Sen. Heidi Heitkamp (D-ND) announced plans Wednesday to meet Supreme Court nominee Judge Brett Kavanaugh, ending speculation she might join fellow Democrats in denying Kavanaugh that traditional courtesy.
“I’ll meet with Judge Kavanaugh on August 15 to sit down with him and learn more about him, his judicial record, and his judicial temperament,” Heitkamp told the Washington Examiner in a statement, continuing:
I’ll also need to see his hearing before the Senate Judiciary Committee as part of a thorough and exhaustive review – which is what every senator should do when evaluating a lifetime appointment to the Supreme Court. As I’ve continued to say, one of the most important jobs of any U.S. senator is to fully vet any nominee to serve on the Supreme Court, the highest court in our land. And that’s exactly what I plan to do, just as I have for other Supreme Court nominees, including Justice Gorsuch.

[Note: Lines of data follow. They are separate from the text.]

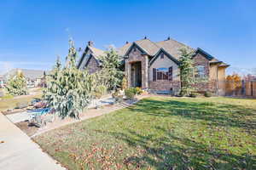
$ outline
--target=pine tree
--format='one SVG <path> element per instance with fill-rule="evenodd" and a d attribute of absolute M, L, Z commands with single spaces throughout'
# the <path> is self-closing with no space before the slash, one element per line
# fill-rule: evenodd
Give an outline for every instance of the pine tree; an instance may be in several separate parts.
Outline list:
<path fill-rule="evenodd" d="M 120 70 L 121 58 L 113 48 L 109 48 L 106 55 L 101 57 L 102 69 L 99 72 L 102 82 L 109 89 L 120 87 L 124 72 Z"/>
<path fill-rule="evenodd" d="M 181 77 L 181 95 L 189 96 L 195 90 L 194 85 L 197 82 L 195 78 L 196 70 L 192 56 L 194 53 L 186 48 L 181 48 L 179 69 Z"/>
<path fill-rule="evenodd" d="M 86 71 L 76 67 L 78 54 L 72 40 L 69 46 L 66 65 L 62 68 L 57 60 L 49 76 L 44 98 L 61 117 L 79 118 L 79 114 L 90 104 L 92 80 Z"/>
<path fill-rule="evenodd" d="M 15 75 L 9 79 L 6 89 L 11 95 L 26 95 L 28 94 L 26 80 L 21 72 L 17 71 Z"/>

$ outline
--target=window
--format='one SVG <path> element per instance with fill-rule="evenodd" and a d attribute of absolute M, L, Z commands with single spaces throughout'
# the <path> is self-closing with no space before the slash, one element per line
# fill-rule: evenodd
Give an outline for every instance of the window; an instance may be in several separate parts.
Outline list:
<path fill-rule="evenodd" d="M 197 65 L 197 77 L 202 78 L 206 76 L 206 68 L 204 65 Z"/>
<path fill-rule="evenodd" d="M 168 80 L 168 68 L 156 69 L 157 80 Z"/>

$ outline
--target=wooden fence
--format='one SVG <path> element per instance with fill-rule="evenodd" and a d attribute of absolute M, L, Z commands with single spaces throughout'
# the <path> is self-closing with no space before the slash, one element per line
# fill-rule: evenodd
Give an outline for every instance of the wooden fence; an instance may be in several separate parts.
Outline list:
<path fill-rule="evenodd" d="M 227 96 L 256 98 L 256 81 L 226 81 L 225 94 Z"/>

The announcement bucks a current of strategy among some Senate Democrats and the wider political left to portray Kavanaugh’s nomination as an extraordinary threat and him as an “extremist” that must not be even entertained.
In the first two weeks after his nomination to replace retiring Justice Anthony Kennedy, no Democrats made efforts to meet with Kavanaugh. After President Donald Trump’s White House began to apply pressure on Democrats to change course, Sen. Joe Manchin (D-WV) met with the nominee Monday. Sen. Joe Donnelly (D-IN) agreed Tuesday to follow Manchin’s lead after his Republican opponent in November’s election, Mike Braun, criticized him for giving Kavanaugh a cold-shoulder in a Breitbart News report.

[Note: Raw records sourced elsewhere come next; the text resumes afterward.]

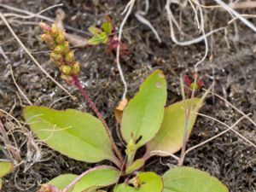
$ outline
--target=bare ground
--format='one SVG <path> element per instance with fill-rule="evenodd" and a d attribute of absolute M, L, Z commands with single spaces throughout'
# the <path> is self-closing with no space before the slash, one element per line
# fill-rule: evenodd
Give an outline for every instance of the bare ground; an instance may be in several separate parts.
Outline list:
<path fill-rule="evenodd" d="M 88 1 L 90 2 L 90 1 Z M 23 10 L 37 13 L 53 4 L 63 3 L 61 9 L 67 14 L 65 23 L 75 29 L 87 31 L 87 27 L 98 24 L 106 15 L 113 18 L 119 26 L 122 17 L 120 13 L 126 3 L 119 1 L 101 1 L 101 3 L 84 3 L 84 1 L 2 1 L 1 3 L 16 7 Z M 128 45 L 131 55 L 122 59 L 121 65 L 128 84 L 128 95 L 131 97 L 137 90 L 140 83 L 150 72 L 155 68 L 164 71 L 168 81 L 168 104 L 181 100 L 179 76 L 181 73 L 191 74 L 194 65 L 204 55 L 204 43 L 182 47 L 176 45 L 170 38 L 170 28 L 164 9 L 165 1 L 152 1 L 148 15 L 146 16 L 157 29 L 163 43 L 159 44 L 152 32 L 144 25 L 138 22 L 134 12 L 125 25 L 123 39 Z M 138 1 L 134 11 L 142 8 Z M 11 13 L 5 8 L 0 7 L 2 13 Z M 57 9 L 57 8 L 56 8 Z M 56 9 L 45 13 L 50 18 L 55 18 Z M 179 8 L 172 7 L 178 16 Z M 243 11 L 243 10 L 242 10 Z M 255 10 L 244 10 L 244 13 L 255 13 Z M 183 28 L 188 32 L 188 37 L 196 36 L 194 13 L 191 9 L 183 10 Z M 205 12 L 207 27 L 216 28 L 226 26 L 230 17 L 219 10 L 207 9 Z M 15 22 L 9 20 L 15 32 L 26 46 L 33 53 L 42 67 L 61 82 L 71 94 L 78 96 L 73 101 L 66 96 L 63 90 L 34 65 L 24 50 L 13 39 L 11 33 L 1 23 L 0 31 L 1 48 L 6 58 L 0 56 L 0 108 L 9 112 L 17 119 L 22 120 L 22 108 L 28 103 L 20 95 L 14 84 L 10 73 L 13 68 L 15 79 L 20 88 L 34 105 L 50 106 L 56 109 L 76 108 L 83 111 L 91 110 L 81 98 L 76 90 L 65 84 L 59 78 L 59 72 L 49 61 L 45 45 L 39 39 L 38 26 L 27 23 L 28 20 L 16 18 Z M 40 21 L 34 18 L 30 21 Z M 252 22 L 255 20 L 251 20 Z M 215 80 L 214 92 L 223 96 L 240 110 L 256 120 L 256 34 L 243 24 L 237 21 L 238 39 L 236 39 L 234 26 L 227 28 L 224 32 L 218 32 L 208 38 L 210 51 L 203 66 L 199 68 L 201 79 L 206 87 L 209 87 Z M 136 27 L 135 27 L 136 26 Z M 131 29 L 130 29 L 132 27 Z M 135 28 L 133 28 L 135 27 Z M 68 30 L 85 38 L 87 34 Z M 178 33 L 177 32 L 179 38 Z M 229 44 L 227 44 L 229 43 Z M 95 101 L 97 108 L 107 119 L 107 123 L 115 130 L 113 109 L 122 96 L 123 86 L 114 62 L 114 56 L 104 52 L 104 46 L 76 49 L 77 59 L 82 67 L 81 79 L 90 96 Z M 210 55 L 212 58 L 210 60 Z M 228 106 L 224 101 L 216 96 L 209 96 L 201 113 L 214 117 L 225 124 L 233 125 L 241 115 Z M 15 125 L 11 118 L 3 113 L 0 113 L 6 129 Z M 205 117 L 199 117 L 188 148 L 200 143 L 215 136 L 226 127 Z M 235 127 L 240 134 L 256 143 L 255 126 L 244 119 Z M 17 166 L 15 172 L 7 177 L 4 183 L 4 192 L 11 191 L 36 191 L 38 185 L 56 177 L 61 173 L 81 173 L 84 169 L 94 166 L 68 159 L 46 146 L 41 146 L 40 160 L 27 161 L 27 137 L 23 133 L 15 132 L 17 145 L 20 147 L 21 159 L 26 163 Z M 10 137 L 13 141 L 13 139 Z M 1 141 L 0 141 L 1 142 Z M 25 143 L 24 143 L 25 142 Z M 3 144 L 3 142 L 0 143 Z M 33 150 L 32 150 L 33 151 Z M 0 159 L 8 158 L 0 154 Z M 33 164 L 32 164 L 33 162 Z M 101 163 L 102 164 L 102 163 Z M 169 166 L 176 162 L 171 158 L 152 158 L 148 160 L 146 170 L 155 171 L 163 174 Z M 185 166 L 204 170 L 219 178 L 232 192 L 253 192 L 256 190 L 256 150 L 252 145 L 237 137 L 231 131 L 217 139 L 193 150 L 185 159 Z"/>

Like Manchin and Donnelly, Heitkamp faces a contentious election in less than 100 days in a state Donald Trump won by a significant margin in the 2016 presidential race. Knowing that perceived hostility to Trump’s judicial nominations could be provide these and other red-state Democrats’ Republican opponents with campaign ammunition, Senate Majority Leader Mitch McConnell has threatened to delay a vote on Kavanugh right up to election eve if Democrats take too obstructionist an approach. McConnell’s threat came after his counterpart, Minority Leader Chuck Schumer (D-NY), began the push to force the release of potentially hundreds of thousands of pages of documents from Kavanaugh’s days in the George W. Bush White House and as an assistant to Independent Counsel Ken Starr in the 1990s.

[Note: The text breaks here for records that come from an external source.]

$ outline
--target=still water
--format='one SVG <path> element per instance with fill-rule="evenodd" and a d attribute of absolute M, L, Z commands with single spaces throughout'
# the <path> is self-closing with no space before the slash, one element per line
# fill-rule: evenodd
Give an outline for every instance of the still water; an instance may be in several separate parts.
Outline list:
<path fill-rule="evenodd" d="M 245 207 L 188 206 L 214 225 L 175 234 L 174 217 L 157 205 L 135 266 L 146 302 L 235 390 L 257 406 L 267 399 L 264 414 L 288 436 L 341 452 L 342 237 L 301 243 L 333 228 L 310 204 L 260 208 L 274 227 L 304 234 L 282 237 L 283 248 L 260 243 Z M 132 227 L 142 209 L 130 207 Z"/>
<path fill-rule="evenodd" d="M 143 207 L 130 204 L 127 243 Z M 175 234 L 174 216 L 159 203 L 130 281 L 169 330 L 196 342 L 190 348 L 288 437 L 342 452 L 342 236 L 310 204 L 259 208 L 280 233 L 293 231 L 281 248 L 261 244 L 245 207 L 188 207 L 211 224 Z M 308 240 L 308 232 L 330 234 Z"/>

Heitkamp, facing a credible election threat from Rep. Kevin Cramer (R-ND) , has kept her options open on how to handle the nomination, refusing to join co-partisans who are more secure of re-election in announcing they will vote to block Kavanaugh.
In an exclusive Breitbart News interview last month, Cramer speculated that Heitkamp would eventually vote to confirm whomever President Trump nominated to the high court. “North Dakotans would not tolerate a liberal Supreme Court justice. I think Sen. Heitkamp is an automatic [yes] for anyone that Donald Trump puts up,” he said. “She has no choice but to support whoever he puts up.”
The North Dakota Republican Party saw the announcement through the lens of Schumer’s reported inistance red-state Democrats simple delay their decision on Kavanaugh as long as possible. “Caught in a no-win situation, Heidi Heitkamp is taking Chuck Schumer’s advice at the expense of North Dakotans, who want to see Judge Kavanaugh confirmed to the Supreme Court,” North Dakota GOP Spokesman Jake Wilkins said in a statement. “Heitkamp likes to talk about how independent she is, but on the issues that matter most, Heitkamp is just another loyal foot soldier in Chuck Schumer’s band of Washington obstructionists.”